Rahm’s rabbi headed to Israel, thinks Obama folks mean well


Remember Rahm Emanuel’s rabbi, Asher Lopatin, from Chicago? He tells Ha’aretz that he doesn’t agree with everything his former congregant and President Obama are doing, but believes their heart is in the right place when it comes to Israel:

"I disagree with many policies of the Obama administration, but I know that President Barack Obama and [White House Chief of Staff] Rahm Emanuel believe that what they are doing is good for Israel," says Rabbi Asher Lopatin, who for the past 15 years has been the spiritual leader of one of Chicago’s most active Jewish communities, the Anshe Shalom Bnai Israel congregation.

"Rahm is a tough guy – and I’m not sure he’s the best diplomat," he adds, "but I think that ultimately they think what they are doing is good for Israel."

To be clear, Lopatin isn’t exactly cookie-cutter when it comes to being a Modern Orthodox rabbi with views on Israel:

Lopatin lived in Israel as a child and later spent a year studying here as well. His studies focused on Islam and Arabic philosophy of the Middle Ages and he conducted research on the approaches of Islamic fundamentalism toward Judaism. As a result, the rabbi developed some nonconformist ideas, such as "one state, democratic, Jewish and Palestinian."

According to his philosophy, there would first be "a moratorium on the demolition of Arab houses in Jerusalem, in exchange for official U.S. recognition of the right to build for natural Jewish growth in Jewish settlements in the West Bank." This would be followed by "the immediate return of Gilad Shalit; release of Palestinian prisoners; U.S. commuting Jonathan Pollard and sending him to Israel."

Ultimately, he envisages a situation where Jews and Arabs will live anywhere they desire in the Land of Israel – the Jews will be able to live in all quarters of the Old City, and if they wish also in Bethlehem, Nablus and Gaza, while the Palestinians will be able to purchase property, not only in the West Bank but also in Jerusalem, Tel Aviv and anywhere else. The Law of Return, he believes, should be applicable not only to Jews but also to Arabs. Israel, he says, would be able to improve its demographic balance "by letting in potentially millions of Africans, Asians and South Americans who self-identify as Jewish even if they cannot prove their Jewish descent."

Lopatin laughs and adds, "Well I don’t want any of my crazy politics to jeopardize this project, but I believe strongly that if someone declares he is Jewish, basically people who want to be Jewish, let them in. Now I want to start bringing American Jews to the Negev and beyond that, there are lots of possibilities."

Speaking of Lopatin, if you’re on the fence about moving to the Negev …

Two weeks ago, community leaders sent a letter to members announcing the rabbi’s intention to leave in the summer of 2011. They also asked for the community’s support for his plans to settle in the Negev.

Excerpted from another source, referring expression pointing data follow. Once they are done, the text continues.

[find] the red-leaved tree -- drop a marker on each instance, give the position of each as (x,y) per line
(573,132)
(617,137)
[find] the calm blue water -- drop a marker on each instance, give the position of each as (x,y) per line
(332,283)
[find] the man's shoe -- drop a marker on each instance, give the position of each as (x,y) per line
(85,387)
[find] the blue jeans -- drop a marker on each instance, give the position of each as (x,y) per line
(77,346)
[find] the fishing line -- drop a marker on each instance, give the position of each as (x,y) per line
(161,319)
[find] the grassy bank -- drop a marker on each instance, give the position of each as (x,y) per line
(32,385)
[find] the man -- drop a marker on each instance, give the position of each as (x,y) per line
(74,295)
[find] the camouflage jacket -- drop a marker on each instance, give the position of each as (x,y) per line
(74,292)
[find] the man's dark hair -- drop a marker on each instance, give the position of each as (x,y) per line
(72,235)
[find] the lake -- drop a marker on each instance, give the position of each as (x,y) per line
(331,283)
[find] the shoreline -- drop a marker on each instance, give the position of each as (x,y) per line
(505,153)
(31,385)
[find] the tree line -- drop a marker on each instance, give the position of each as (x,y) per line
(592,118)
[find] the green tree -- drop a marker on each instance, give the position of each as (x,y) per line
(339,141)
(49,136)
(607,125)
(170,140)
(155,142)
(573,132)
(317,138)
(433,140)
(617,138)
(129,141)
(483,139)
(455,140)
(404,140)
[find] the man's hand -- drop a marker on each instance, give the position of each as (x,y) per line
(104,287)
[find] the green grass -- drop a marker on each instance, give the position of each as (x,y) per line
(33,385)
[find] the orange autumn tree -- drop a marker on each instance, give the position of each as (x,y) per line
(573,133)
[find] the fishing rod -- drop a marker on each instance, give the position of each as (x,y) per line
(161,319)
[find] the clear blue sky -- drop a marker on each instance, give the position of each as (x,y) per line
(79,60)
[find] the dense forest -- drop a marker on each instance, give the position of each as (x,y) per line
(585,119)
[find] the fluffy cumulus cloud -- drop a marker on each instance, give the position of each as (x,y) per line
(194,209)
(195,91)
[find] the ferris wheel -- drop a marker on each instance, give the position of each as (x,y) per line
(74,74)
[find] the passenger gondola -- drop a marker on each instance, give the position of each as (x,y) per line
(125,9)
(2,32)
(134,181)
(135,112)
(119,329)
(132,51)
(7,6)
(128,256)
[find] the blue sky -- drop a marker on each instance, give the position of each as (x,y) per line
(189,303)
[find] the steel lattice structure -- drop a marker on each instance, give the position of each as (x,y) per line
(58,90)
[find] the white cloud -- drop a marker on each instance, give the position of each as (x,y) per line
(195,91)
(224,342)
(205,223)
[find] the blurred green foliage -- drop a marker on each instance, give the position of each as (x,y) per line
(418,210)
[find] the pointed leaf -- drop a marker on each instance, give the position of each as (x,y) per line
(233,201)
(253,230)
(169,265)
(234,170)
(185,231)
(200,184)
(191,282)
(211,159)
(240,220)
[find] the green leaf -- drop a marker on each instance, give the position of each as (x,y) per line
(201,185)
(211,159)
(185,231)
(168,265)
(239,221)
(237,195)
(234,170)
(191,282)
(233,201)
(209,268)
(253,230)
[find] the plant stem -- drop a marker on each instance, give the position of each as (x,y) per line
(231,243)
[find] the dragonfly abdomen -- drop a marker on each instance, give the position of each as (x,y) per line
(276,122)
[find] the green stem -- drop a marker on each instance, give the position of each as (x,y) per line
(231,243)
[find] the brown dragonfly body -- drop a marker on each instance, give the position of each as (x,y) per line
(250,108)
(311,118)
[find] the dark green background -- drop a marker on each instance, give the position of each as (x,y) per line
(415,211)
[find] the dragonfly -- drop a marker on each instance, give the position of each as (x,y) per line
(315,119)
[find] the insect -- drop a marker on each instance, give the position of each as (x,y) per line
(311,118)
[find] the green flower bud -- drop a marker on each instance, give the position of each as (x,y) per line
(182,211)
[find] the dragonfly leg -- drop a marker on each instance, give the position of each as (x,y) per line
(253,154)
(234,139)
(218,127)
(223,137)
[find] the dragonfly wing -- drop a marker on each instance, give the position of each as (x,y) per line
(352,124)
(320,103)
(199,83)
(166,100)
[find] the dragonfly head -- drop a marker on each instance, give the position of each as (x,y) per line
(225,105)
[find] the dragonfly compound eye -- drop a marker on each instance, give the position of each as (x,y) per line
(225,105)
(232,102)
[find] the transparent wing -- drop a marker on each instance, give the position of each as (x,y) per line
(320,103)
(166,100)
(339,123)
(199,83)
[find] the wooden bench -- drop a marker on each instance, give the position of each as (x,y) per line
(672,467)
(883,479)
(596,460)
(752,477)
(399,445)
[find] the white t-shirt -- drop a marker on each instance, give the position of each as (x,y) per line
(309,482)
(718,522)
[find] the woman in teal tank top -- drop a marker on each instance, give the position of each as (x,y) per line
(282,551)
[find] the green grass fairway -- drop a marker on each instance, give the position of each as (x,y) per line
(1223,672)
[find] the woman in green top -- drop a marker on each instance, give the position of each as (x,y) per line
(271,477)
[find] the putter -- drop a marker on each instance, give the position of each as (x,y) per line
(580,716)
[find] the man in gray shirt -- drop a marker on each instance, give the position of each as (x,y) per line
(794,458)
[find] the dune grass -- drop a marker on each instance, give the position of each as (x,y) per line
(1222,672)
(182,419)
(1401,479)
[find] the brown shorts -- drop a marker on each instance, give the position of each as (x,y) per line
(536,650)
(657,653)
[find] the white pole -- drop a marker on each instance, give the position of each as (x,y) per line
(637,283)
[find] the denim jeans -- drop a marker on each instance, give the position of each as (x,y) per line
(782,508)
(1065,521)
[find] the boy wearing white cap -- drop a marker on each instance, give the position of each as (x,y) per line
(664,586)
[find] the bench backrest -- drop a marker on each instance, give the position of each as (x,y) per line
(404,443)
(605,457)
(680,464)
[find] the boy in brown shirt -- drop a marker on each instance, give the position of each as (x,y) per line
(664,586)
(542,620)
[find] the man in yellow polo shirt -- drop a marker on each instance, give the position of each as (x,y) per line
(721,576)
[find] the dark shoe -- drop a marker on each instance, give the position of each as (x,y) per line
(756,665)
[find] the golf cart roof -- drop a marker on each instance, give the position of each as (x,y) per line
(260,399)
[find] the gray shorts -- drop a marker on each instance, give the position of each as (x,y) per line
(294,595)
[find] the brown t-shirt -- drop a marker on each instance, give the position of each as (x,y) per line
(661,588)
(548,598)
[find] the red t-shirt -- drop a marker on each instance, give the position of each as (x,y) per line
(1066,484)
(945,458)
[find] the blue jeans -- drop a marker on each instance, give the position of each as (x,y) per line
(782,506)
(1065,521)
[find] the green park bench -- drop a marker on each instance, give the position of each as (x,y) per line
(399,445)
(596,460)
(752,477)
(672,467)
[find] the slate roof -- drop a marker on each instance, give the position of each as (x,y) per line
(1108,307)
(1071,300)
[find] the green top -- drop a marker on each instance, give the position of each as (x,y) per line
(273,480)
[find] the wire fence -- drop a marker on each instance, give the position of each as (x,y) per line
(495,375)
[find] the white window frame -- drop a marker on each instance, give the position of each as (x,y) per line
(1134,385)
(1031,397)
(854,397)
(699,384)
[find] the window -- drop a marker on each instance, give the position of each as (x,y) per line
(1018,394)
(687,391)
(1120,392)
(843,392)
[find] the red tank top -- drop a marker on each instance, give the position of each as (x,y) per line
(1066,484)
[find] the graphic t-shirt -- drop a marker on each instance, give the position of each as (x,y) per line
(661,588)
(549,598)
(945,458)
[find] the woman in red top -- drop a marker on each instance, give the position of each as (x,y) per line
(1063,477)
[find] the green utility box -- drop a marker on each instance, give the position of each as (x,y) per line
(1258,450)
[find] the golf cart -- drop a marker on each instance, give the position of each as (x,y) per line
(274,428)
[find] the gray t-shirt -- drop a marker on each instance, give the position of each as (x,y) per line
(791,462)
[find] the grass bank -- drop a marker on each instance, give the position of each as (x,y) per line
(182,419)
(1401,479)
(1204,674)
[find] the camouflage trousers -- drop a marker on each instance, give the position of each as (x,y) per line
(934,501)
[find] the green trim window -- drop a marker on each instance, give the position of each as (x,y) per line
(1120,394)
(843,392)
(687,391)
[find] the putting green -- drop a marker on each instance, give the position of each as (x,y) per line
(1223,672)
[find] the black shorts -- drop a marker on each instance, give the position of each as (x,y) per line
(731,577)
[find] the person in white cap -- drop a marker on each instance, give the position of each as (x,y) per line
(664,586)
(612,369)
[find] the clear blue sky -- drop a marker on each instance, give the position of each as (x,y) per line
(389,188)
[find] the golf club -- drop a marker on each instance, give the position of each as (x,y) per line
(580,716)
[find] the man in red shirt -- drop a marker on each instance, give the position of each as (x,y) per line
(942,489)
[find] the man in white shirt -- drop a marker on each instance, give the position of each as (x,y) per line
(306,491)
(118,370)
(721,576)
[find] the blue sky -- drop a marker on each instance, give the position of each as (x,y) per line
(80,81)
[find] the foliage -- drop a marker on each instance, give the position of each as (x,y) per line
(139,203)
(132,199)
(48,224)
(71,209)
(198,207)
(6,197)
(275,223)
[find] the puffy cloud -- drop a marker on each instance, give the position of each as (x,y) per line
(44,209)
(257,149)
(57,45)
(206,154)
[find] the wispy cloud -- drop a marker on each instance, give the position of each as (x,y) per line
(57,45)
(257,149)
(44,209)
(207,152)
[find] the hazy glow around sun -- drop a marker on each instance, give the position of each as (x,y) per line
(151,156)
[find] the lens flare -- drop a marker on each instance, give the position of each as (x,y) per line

Some members have expressed an interest in joining the project. At present, the rabbi is traveling around the United States, speaking to various communities and trying to recruit new immigrants – particularly young couples to join him in making the desert flourish. Lopatin plans to establish the community in Carmit, about a 15-minute drive north of Be’er Sheva, where many Americans will live and where he hopes to head a successful community like he did in Chicago.